Pre-PEP: Rust for CPython

I’m a firm -1 on proceeding in this direction. The reference implementation CPython is called CPython for a reason, after all, :slightly_smiling_face:

By adding additional requirements, we make CPython less portable, maintenance a lot harder and complicate adoption in spaces where you need to recompile the whole package to other platforms such as WASM.

Besides, there already is a GitHub - RustPython/RustPython: A Python Interpreter written in Rust effort. I’m sure they’d love to get more support.

If you want to use Rust for writing optional extensions, that’s perfectly fine, but please upload them to PyPI instead of requiring Rust in the CPython core.

26 Likes

Members of both the RustPython community and PyO3 already expressed their interest in this approach, as already pointed out from the previous replies on this thread.

And conversely, would a ASAN/UBSAN build of CPython be able to see/instrument the Rust parts? Otherwise, not seeing the full program execution could impair the ability of the instrumentation to find bugs at runtime.

1 Like

Anecdata: I don’t plan on writing any (more) C code, so outside of all the non-coding ways that exist, I don’t see myself ever meaningfully becoming a contributor to CPython (‘s core).

On the other hand, I can’t write enough Rust to scratch the itch.

And I don’t think I’m particularly unique or special here :wink:

9 Likes

ASAN can definitely work with the caveat that this is a nightly Rust feature at present - sanitizer - The Rust Unstable Book

UBSAN - I’m less sure, I suspect that the C parts would be instrumented, the Rust parts would not, I would think this would not impact getting meaningful value from the sanitizer.

4 Likes

Hi from the Rust Compiler Team!

As someone who programmed in Python for several years previously, I’m really excited to see this!

I haven’t read the entire thread, but I have a minor concern that I previously raised personally with Kirill and wanted to bring here as well.
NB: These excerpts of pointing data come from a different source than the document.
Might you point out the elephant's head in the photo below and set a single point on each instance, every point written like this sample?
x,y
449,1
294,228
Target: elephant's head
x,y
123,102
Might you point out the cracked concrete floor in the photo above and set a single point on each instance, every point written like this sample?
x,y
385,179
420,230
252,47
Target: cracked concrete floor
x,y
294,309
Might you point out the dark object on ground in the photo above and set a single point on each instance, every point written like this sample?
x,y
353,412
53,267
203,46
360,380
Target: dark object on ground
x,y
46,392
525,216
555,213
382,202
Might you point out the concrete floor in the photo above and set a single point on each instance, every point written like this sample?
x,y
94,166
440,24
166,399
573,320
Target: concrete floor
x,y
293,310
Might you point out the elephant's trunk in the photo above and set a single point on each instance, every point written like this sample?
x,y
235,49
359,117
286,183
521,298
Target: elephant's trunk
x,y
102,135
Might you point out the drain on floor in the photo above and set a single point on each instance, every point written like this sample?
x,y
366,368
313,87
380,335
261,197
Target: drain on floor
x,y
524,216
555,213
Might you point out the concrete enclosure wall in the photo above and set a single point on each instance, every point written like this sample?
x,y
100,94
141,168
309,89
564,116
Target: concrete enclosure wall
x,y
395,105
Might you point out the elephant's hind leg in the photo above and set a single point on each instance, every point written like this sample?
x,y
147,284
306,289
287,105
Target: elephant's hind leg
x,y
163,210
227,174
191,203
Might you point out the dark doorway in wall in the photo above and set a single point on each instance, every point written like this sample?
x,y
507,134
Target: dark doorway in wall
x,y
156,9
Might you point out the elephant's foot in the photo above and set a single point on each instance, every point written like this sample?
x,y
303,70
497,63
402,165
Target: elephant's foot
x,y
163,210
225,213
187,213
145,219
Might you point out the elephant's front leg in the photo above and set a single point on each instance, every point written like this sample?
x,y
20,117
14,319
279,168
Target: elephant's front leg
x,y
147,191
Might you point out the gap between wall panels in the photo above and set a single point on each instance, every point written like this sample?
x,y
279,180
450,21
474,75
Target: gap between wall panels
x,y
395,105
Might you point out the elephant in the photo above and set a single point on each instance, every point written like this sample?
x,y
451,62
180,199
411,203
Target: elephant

After reading the PEP, one question remains regarding the specific version of Rust that will be used in Python. While Rust maintains excellent stability for the vast majority of users, large foundational projects like CPython often benefit from more conservative versioning strategies. Following approaches used by other large projects, would it make sense to pin specific Rust versions and update deliberately.

Additionally, the policy around nightly features isn’t entirely clear. These often contain some quality-of-life improvements that might assist development. Within the Rust compiler itself, we regularly rely on many nightly features, so their treatment remains an open question from the PEP.

These are the main points that I feel still need clarification after reading the proposal. Thank you for your tremendous work on integrating Rust into Python – it will be very exciting to watch this progress!

12 Likes

Thank you, and I am grateful for your help whenever we run into specific problems with Rust. Unfortunately, here the problem is Rust itself — for platforms it doesn’t support, all we can do is either drop the package from that platform (which generally means also dropping all the packages that require it) or remove the Rust dependency somehow. For the latter, it often means disabling tests (which is far from optimal, but there’s at least some hope that testing on other platforms will suffice for pure Python packages), and lately replacing uv-build with a pure Python build system (say, when cachecontrol started using it, given it’s required by pip and poetry).

5 Likes

Thank you Emma and Kirill for taking this on.

The kudos you deserve is beyond what can be expressed in words.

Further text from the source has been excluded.